Modeling Morpheme Flow among Languages

Guidelines

Borrowing is a word-formation process whereby a word from one language is adapted for use in another ([1]). More specifically, one can speak about borrowing morphemes, as, for example, a foreign word might be used as a newly imported root morpheme in a target language, which is immediately completed with derivational and inflectional morphemes already established in the target language (but also the other way round: a grammatical affix adopted from a source language can be used for enriching the vocabulary of a target language). Eventually, one can find a massive amount of correspondences in morpheme repertories of some languages caused by long-time co-evolution of the languages. The goal of the thesis is to develop and evaluate computational models of various borrowing channels along which such morphemes spread among languages, using evidence from modern synchronous multilingual corpora ([2]) and other multilingual language data resources ([3,4]).

References

[1] Winford, Donald. "Contact and borrowing." The Handbook of Language Contact. Blackwell Publishing, 170. 2010.
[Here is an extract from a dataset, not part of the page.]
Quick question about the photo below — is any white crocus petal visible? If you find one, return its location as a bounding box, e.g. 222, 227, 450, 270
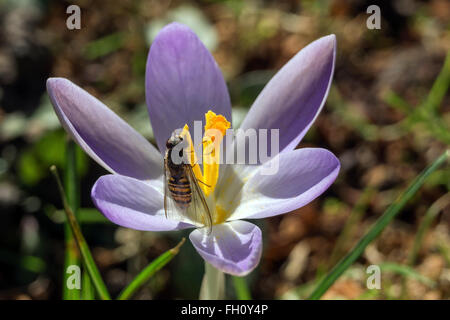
224, 148, 340, 220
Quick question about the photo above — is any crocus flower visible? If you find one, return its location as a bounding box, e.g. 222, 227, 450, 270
47, 23, 340, 276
[2] Tiedemann, Jörg. "Parallel Data, Tools and Interfaces in OPUS." in: Proceedings of the Language Resources and Evaluation Conference 2012. 2012.

[3] Kyjánek, Lukáš, et al. "Universal Derivations Kickoff: A Collection of Harmonized Derivational Resources for Eleven Languages." Proceedings of the Second International Workshop on Resources and Tools for Derivational Morphology. 2019.

[4] Batsuren, Khuyagbaatar, Gabor Bella, and Fausto Giunchiglia. "CogNet: A Large-Scale Cognate Database." Proceedings of the 57th Annual Meeting of the Association for Computational Linguistics. 2019.